Last week saw the quiet passing of the 'Snooper's Charter 2.0' and internet service providers (ISPs) are not happy.
The Investigatory Powers Bill, that will require ISPs to log the online activity of their UK customers, was approved by the House of Lords on November 19th and is expected to receive royal ascent before the end of the year.
Critics of the regulation are concerned hackers will be able to infiltrate stored details of their customers’ online movements. James Blessing, chairman of the Internet Service Providers' Association (Ispa) said: “It only takes one bad actor to go in there and get the entire database. You can try every conceivable thing in the entire world to protect it, but somebody will still outsmart you.
"Mistakes will happen. It's a question of when. Hopefully it's in tens or maybe a hundred years. But it might be next week.”
The Bill had been introduced by then home secretary Theresa May several times but was never passed through the Houses of Parliament. Now as prime minister, May has used her wider spread of influence to surreptitiously pass the Bill with little fanfare.
Some virtual private network (VPN) providers have also been sceptical of the bill.
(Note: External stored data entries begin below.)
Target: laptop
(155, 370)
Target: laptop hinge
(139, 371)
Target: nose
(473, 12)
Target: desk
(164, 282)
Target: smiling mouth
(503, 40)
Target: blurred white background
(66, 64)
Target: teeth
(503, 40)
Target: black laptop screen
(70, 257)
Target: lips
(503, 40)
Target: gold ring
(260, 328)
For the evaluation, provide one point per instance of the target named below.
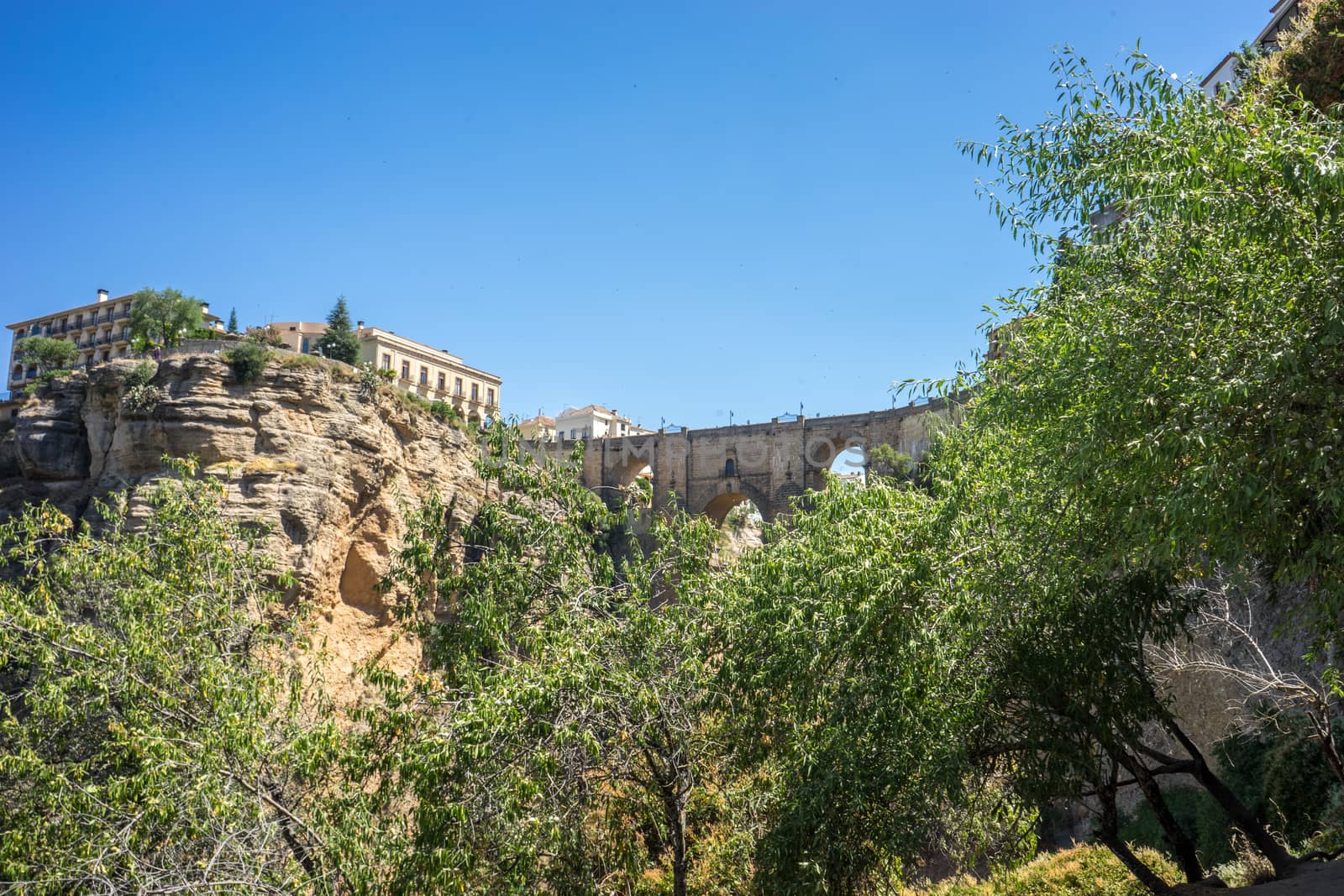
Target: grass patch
(1082, 871)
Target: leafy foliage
(568, 692)
(339, 342)
(47, 354)
(248, 362)
(1082, 871)
(163, 316)
(136, 743)
(1312, 60)
(143, 398)
(140, 375)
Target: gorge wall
(329, 472)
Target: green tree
(163, 316)
(566, 688)
(1166, 406)
(138, 720)
(339, 342)
(47, 354)
(886, 461)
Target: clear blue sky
(676, 210)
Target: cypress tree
(339, 340)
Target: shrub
(292, 360)
(249, 362)
(139, 375)
(1082, 871)
(1281, 775)
(143, 398)
(444, 412)
(369, 382)
(45, 382)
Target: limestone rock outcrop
(328, 470)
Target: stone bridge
(712, 470)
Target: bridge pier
(711, 470)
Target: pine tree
(339, 340)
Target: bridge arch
(718, 506)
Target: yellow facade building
(101, 331)
(429, 372)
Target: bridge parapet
(711, 470)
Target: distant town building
(595, 422)
(1226, 71)
(101, 329)
(427, 371)
(300, 336)
(538, 429)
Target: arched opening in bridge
(736, 506)
(851, 464)
(635, 477)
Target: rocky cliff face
(327, 470)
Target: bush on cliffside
(248, 362)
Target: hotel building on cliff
(101, 331)
(432, 374)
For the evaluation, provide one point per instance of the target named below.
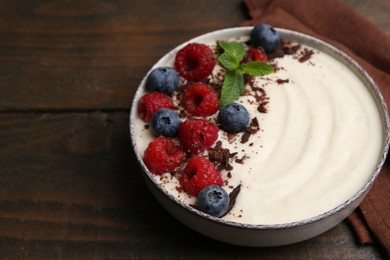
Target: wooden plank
(64, 55)
(70, 188)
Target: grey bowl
(275, 234)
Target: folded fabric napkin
(336, 24)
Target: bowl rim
(315, 43)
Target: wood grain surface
(70, 187)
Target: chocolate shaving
(245, 137)
(306, 55)
(220, 157)
(232, 198)
(252, 129)
(282, 81)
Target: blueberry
(264, 35)
(233, 118)
(213, 200)
(165, 122)
(163, 79)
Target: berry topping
(264, 35)
(151, 102)
(213, 200)
(165, 122)
(200, 99)
(163, 155)
(197, 135)
(163, 79)
(233, 118)
(255, 54)
(195, 61)
(199, 173)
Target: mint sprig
(233, 84)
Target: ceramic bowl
(264, 235)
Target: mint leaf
(232, 88)
(256, 68)
(235, 50)
(231, 58)
(229, 62)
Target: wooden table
(69, 182)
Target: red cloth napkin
(336, 24)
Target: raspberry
(151, 102)
(200, 99)
(163, 155)
(255, 54)
(195, 61)
(199, 173)
(197, 135)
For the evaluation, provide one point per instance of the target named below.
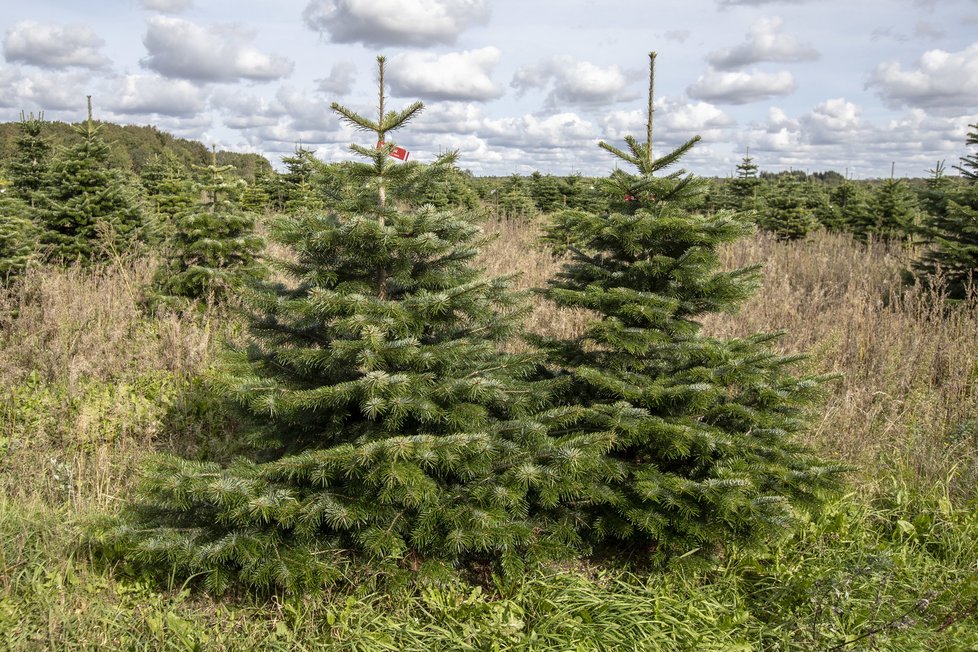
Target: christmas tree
(696, 434)
(29, 165)
(390, 423)
(969, 162)
(86, 210)
(213, 247)
(950, 231)
(852, 204)
(786, 212)
(18, 235)
(170, 192)
(744, 188)
(894, 209)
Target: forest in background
(106, 361)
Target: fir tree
(695, 433)
(29, 165)
(300, 194)
(85, 202)
(744, 188)
(894, 209)
(213, 247)
(387, 413)
(786, 212)
(950, 231)
(852, 203)
(170, 192)
(969, 162)
(18, 235)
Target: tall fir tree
(86, 209)
(391, 423)
(950, 233)
(213, 247)
(696, 434)
(32, 156)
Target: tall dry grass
(83, 375)
(908, 395)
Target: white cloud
(340, 80)
(220, 53)
(741, 87)
(452, 76)
(573, 82)
(765, 42)
(53, 46)
(938, 80)
(395, 22)
(167, 6)
(150, 94)
(47, 91)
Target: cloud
(765, 42)
(219, 53)
(834, 134)
(150, 94)
(47, 91)
(938, 80)
(340, 81)
(395, 22)
(452, 76)
(740, 87)
(167, 6)
(53, 46)
(677, 35)
(573, 82)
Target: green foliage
(894, 210)
(675, 441)
(18, 236)
(29, 164)
(390, 426)
(786, 212)
(86, 209)
(213, 247)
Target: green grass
(892, 572)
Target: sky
(855, 86)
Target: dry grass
(908, 395)
(85, 376)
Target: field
(91, 386)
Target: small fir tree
(170, 192)
(786, 212)
(213, 247)
(950, 231)
(18, 235)
(969, 162)
(390, 421)
(86, 204)
(695, 433)
(745, 187)
(894, 208)
(32, 156)
(852, 202)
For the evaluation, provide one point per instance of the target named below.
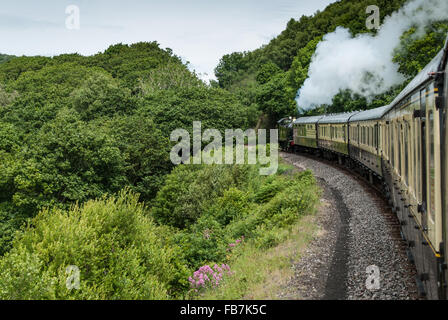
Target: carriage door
(433, 171)
(423, 209)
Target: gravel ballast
(355, 239)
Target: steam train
(402, 149)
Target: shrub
(117, 248)
(191, 189)
(203, 242)
(234, 204)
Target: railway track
(368, 234)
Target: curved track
(357, 232)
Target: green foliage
(75, 128)
(145, 151)
(6, 98)
(190, 189)
(5, 58)
(267, 71)
(101, 95)
(415, 53)
(170, 76)
(215, 108)
(119, 251)
(275, 99)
Caleb Chen, a spokesman for Private Internet Access, said: “The legislation specifically mentions connection service providers and not just ISPs, and the assumption is that VPNs based in the UK will have to give up their logs under this law.
"But as a US-based company, my legal team has advised me that we would not be under any obligation to do so.
"And even if the Government were to try to take it a step further and say no UK citizen could use a VPN that was not compliant with the law, those services would still be available."
He also said that the Bill might affect the adoption of VPNs by businesses to allow staff to remotely access company servers and that it will make the use of the technology complicated.